The r.m.s. the value of an a.c. of 50 Hz is 10A. The time taken by the alternating current in reaching from zero to maximum value and peak value of current will be:
(A) $2 \times 10^{-2}$ s and 14.14 A
(B) $1 \times 10^{-2}$ s and 7.07 A
(C) $5 \times 10^{-3}$ s and 7.07 A
(D) $5 \times 10^{-3}$ s and 14.14 A

Answer 1

In an alternating current supply, the amplitude of the wave is the peak value of the current. The time it takes to reach from zero to peak is the time period divided by 4 as the time period is the time it takes for completion of one cycle (0 to 2$\pi$).
Formula used:
The time period and the frequency of the a.c. current (wave ) are related as:
$f = \dfrac{1}{T}$ .
The r.m.s. value of the current and the peak value of the current are related as:
$I_{rms} = \dfrac{I_0}{\sqrt{2}}$

Complete answer:
We are given that the given a.c. current has a frequency of 50 Hz. The time period of this supply is therefore,
$T = \dfrac{1}{50} = 0.02$ s.
The time period is the time taken for one whole wave/cycle to pass. One whole wave consists of a crest and a trough. One-fourth of this wave can be considered the distance between zero and the first peak. This is depicted below:

The time period also becomes one-fourth. Therefore, the required time to reach the peak, starting from zero is:
$\dfrac{T}{4} = \dfrac{0.02}{4} = 5 \times 10^{-3}$ s.
Now, the peak value of the current can be obtained from the r.m.s. value of the current as:
$I_0 = \sqrt{2} I_{rms} = \sqrt{2} \times 10 = 14.14$ A.

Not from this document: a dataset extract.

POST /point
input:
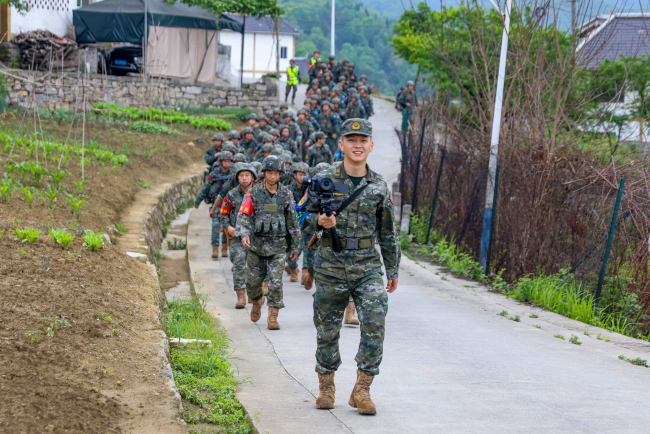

Therefore, the correct answer is option (D).

Note:
The unit of frequency is Hertz which is also expressed as per second. Keeping this in mind, it becomes simpler to invert the frequency to obtain the time period and obtain the frequency. There is also another term called angular frequency which is used to describe a wave. The unit of angular frequency is in rad/s.